In many churches and among younger Christians (remember: I work with college students), the default position is that innovation and change is a must. Many ministries operate out of an assumption that if anything stays the same for a couple of years, people will not be engaged.
Churches should not make the opposite mistake, though, and think that change is bad. We should aim to make our church practices relevant to the culture around us.
But relevant does not mean trendy.
We must realize that change and innovation is not always a positive. And this is where some comments by C. S. Lewis have been helpful for me.
In the first chapter of Letters to Malcolm: Chiefly on Prayer, C. S. Lewis discusses why he thinks worship innovations are ill-advised. His comments, I think, should be viewed as warnings rather than rules, but we should think about what he has to say.

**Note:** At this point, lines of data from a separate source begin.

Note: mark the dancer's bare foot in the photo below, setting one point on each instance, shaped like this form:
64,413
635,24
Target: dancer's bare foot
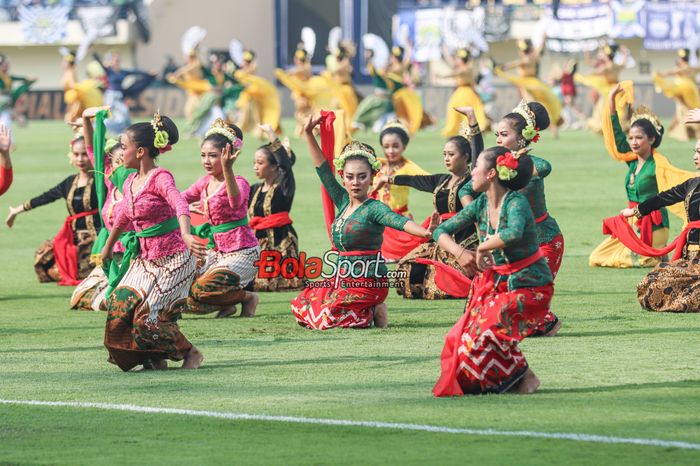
193,358
250,304
554,329
226,312
528,384
381,316
155,365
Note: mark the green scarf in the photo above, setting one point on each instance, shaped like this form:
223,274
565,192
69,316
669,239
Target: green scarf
117,178
206,230
130,240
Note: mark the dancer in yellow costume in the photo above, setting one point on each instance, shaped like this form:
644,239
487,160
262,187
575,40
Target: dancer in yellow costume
310,93
78,95
339,68
259,101
407,103
190,77
464,96
531,87
608,63
649,173
683,89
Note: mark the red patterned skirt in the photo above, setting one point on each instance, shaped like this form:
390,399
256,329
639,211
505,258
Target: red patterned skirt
324,306
481,353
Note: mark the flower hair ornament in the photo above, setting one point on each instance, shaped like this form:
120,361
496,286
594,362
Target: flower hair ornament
644,113
220,127
161,140
356,148
396,124
530,133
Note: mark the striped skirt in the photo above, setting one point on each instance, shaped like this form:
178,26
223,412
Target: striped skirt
143,311
222,280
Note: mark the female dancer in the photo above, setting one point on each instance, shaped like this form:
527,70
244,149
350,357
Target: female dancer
420,279
375,108
66,258
5,160
510,297
683,89
259,101
9,93
78,95
518,130
269,206
233,249
394,140
357,235
609,62
90,294
158,265
673,286
640,154
531,87
465,95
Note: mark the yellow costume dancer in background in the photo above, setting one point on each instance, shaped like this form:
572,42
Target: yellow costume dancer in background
78,95
464,95
259,102
683,89
339,67
191,79
531,87
607,67
648,174
407,103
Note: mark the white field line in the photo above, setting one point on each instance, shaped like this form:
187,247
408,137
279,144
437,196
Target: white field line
370,424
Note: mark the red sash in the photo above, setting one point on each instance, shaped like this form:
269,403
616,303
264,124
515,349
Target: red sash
65,253
447,384
619,228
279,219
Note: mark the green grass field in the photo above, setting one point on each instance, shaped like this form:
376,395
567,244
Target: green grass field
613,370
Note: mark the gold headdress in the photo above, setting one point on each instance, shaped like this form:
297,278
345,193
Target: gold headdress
220,127
644,113
161,139
396,124
530,132
356,148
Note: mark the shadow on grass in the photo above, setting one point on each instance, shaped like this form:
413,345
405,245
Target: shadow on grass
320,361
622,387
639,331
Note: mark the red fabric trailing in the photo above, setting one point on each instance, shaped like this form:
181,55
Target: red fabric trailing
5,179
618,227
279,219
646,224
327,147
447,384
65,253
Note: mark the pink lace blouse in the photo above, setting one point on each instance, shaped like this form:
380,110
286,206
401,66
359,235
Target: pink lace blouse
156,201
220,208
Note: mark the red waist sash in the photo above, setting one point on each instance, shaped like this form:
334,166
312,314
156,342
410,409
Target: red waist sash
646,224
618,227
65,253
279,219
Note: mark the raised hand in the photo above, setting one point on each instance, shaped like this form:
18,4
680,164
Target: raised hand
5,139
228,158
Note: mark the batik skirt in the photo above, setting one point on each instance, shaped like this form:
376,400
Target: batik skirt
672,286
142,312
222,280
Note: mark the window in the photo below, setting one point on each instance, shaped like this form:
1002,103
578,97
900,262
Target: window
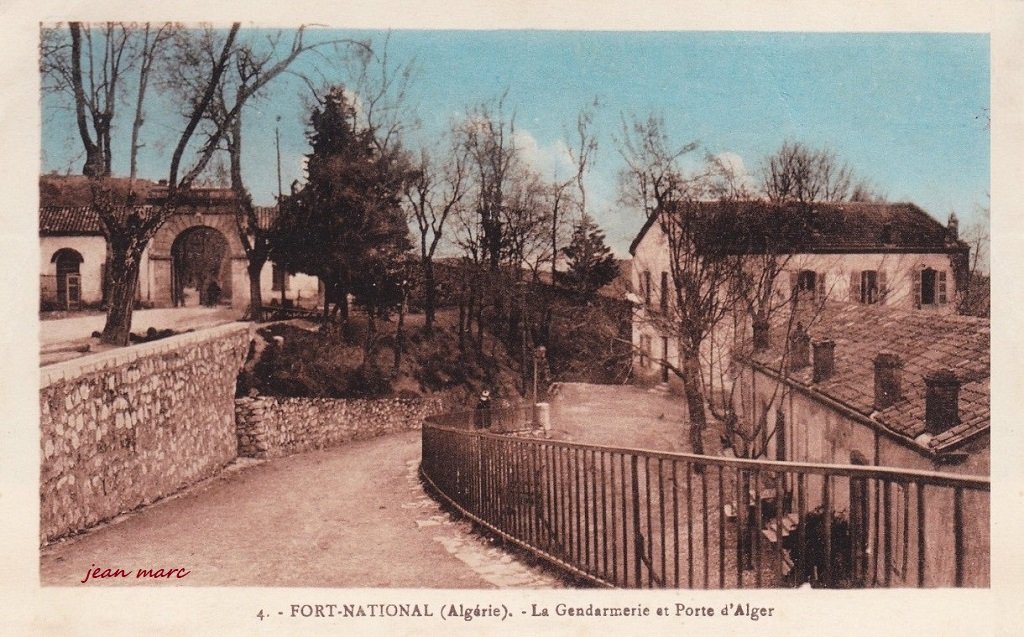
665,358
867,286
665,292
931,287
805,283
644,350
280,279
808,284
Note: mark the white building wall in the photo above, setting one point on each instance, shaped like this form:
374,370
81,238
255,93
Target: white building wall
302,289
836,272
93,251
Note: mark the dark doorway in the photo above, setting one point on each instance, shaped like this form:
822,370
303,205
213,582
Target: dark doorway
201,271
69,278
665,358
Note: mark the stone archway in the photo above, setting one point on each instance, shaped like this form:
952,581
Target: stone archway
201,267
166,279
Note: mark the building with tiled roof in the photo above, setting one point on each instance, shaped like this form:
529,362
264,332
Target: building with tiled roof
868,254
895,387
196,252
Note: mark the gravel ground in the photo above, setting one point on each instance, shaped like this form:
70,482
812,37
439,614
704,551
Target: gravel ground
350,516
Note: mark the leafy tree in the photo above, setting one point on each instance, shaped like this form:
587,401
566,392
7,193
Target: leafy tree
345,225
591,263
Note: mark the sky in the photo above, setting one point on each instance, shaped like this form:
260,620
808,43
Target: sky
907,112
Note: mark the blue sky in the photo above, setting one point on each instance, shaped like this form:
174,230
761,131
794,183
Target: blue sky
905,111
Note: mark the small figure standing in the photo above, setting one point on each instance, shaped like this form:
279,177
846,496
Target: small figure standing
482,417
212,294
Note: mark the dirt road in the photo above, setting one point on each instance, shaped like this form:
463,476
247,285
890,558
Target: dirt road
350,516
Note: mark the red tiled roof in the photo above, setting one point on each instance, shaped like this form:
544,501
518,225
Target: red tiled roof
83,219
748,226
925,343
69,220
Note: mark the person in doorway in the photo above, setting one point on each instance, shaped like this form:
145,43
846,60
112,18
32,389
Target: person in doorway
482,416
212,294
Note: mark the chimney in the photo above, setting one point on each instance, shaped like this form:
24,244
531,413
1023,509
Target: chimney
761,337
941,400
800,349
887,379
824,359
952,226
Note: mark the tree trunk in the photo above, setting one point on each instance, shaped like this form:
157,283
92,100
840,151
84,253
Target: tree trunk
124,282
694,401
255,293
341,303
429,297
368,344
399,335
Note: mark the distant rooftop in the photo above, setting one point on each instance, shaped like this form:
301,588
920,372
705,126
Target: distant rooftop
925,343
65,203
757,226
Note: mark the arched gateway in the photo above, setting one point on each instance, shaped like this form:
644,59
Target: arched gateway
198,258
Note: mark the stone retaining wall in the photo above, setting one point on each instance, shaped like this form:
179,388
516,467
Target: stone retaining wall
269,426
128,426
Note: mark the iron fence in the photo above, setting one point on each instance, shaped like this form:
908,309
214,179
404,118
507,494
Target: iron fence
637,518
495,420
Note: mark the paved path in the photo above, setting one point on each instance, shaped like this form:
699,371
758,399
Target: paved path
79,329
625,416
350,516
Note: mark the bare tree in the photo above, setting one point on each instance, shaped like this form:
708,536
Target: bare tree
697,263
432,195
89,61
255,66
797,173
558,193
651,177
128,228
151,47
973,295
488,138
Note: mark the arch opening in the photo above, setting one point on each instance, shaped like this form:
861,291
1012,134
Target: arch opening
201,268
69,279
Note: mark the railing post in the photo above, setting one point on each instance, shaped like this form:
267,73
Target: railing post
637,537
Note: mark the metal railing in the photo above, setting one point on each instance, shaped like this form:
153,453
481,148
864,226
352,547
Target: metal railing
495,420
637,518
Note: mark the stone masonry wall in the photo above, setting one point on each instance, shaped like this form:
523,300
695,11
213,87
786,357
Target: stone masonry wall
125,427
270,427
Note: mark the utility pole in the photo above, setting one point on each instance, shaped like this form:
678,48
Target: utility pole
276,135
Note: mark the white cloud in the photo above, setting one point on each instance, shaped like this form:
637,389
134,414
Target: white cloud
553,161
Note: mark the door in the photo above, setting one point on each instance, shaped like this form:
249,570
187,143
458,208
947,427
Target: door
665,358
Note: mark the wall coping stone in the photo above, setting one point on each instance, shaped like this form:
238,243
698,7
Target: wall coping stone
77,368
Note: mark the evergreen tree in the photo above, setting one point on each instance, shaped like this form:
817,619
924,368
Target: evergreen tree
591,263
346,221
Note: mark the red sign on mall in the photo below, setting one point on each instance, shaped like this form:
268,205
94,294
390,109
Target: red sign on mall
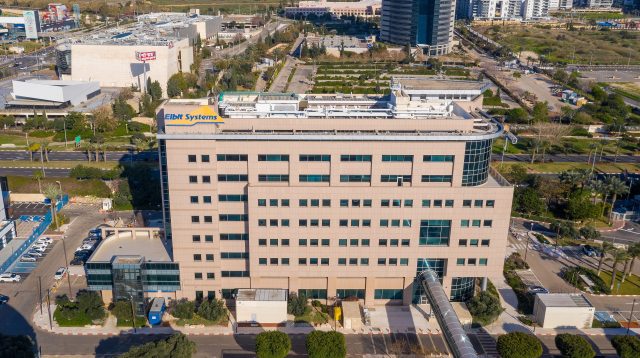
145,56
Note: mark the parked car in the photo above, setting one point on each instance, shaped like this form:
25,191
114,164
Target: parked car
536,289
60,273
10,277
28,258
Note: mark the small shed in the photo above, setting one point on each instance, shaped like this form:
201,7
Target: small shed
563,310
266,307
351,317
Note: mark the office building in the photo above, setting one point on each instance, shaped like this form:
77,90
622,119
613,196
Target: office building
334,195
427,24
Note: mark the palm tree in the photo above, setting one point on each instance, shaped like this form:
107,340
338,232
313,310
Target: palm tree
618,256
606,248
38,175
633,251
616,187
53,192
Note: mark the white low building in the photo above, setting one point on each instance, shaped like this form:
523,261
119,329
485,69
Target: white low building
563,310
51,93
265,307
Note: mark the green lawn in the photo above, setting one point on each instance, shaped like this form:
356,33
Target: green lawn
631,285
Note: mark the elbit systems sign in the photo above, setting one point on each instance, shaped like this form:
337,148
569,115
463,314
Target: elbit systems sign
204,114
145,56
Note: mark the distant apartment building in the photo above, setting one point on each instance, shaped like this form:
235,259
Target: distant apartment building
363,8
427,24
334,195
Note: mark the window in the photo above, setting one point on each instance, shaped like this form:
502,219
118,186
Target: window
397,158
355,158
435,232
438,158
394,178
387,294
273,157
273,177
231,157
232,177
237,197
234,237
233,217
436,178
355,178
315,158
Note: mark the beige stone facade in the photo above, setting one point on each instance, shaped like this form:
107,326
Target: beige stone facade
315,205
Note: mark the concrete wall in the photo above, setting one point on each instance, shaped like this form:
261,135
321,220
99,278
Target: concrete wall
116,66
264,312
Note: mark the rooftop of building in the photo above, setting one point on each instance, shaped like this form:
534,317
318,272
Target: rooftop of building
564,300
131,244
261,294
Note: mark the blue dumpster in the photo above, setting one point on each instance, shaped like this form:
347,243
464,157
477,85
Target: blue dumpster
156,311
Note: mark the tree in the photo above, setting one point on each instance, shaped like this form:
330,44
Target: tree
272,344
183,309
213,310
296,305
574,346
326,344
176,346
16,347
485,308
519,345
617,257
626,346
38,175
53,192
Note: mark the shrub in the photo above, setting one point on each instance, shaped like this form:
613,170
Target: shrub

(Lewis’s comments refer to whether the Anglican Church should update its liturgy and prayer book, so he is talking about “high-church” worship rather than “low-church” worship style. His points, however, apply to all worship styles.)
Changing the Worship Style
On ministers’ desire to change the church’s worship style, he says:
It looks as if they [Anglican clergy] believed people can be lured to go to church by incessant brightenings, lightenings, lengthenings, abridgements, simplications, and complications of the service. (4)
Lewis does not explain why he thinks it is wrong or unwise to change the service to attract people to it. I wish he would have said more on this point, because people often justify a change in worship by claiming it will attract more people. Lewis might think that these changes do not in fact attract people. But he might also think that, even if the changes do attract people, it is wrong to change things for that reason.
The Entertainment Motive
On the entertainment motive:
Novelty, simply as such, can have only an entertainment value. And they [the laity] don’t go to church to be entertained. They go to use the service, or, if you prefer, to enact it. (4)
On the Effect of Newness in Worship
On what novelty tends to do to the worshipper’s attention and focus:
It fixes our attention on the service itself; and thinking about worship is a different thing from worshipping….A still worse thing may happen. Novelty may fix our attention not even on the service but on the celebrant [that is, the priest]….There is really some excuse for the man who said, “I wish they’d remember that the charge to Peter was Feed my sheep; not Try experiments on my rats, or even, Teach my performing dogs new tricks.” (5)
Of course, I don’t think that Lewis’ comments should lead us to fear change. Mere novelty should not be introduced into worship for the love of change, but mere traditions should not be enshrined in worship for the fear of change.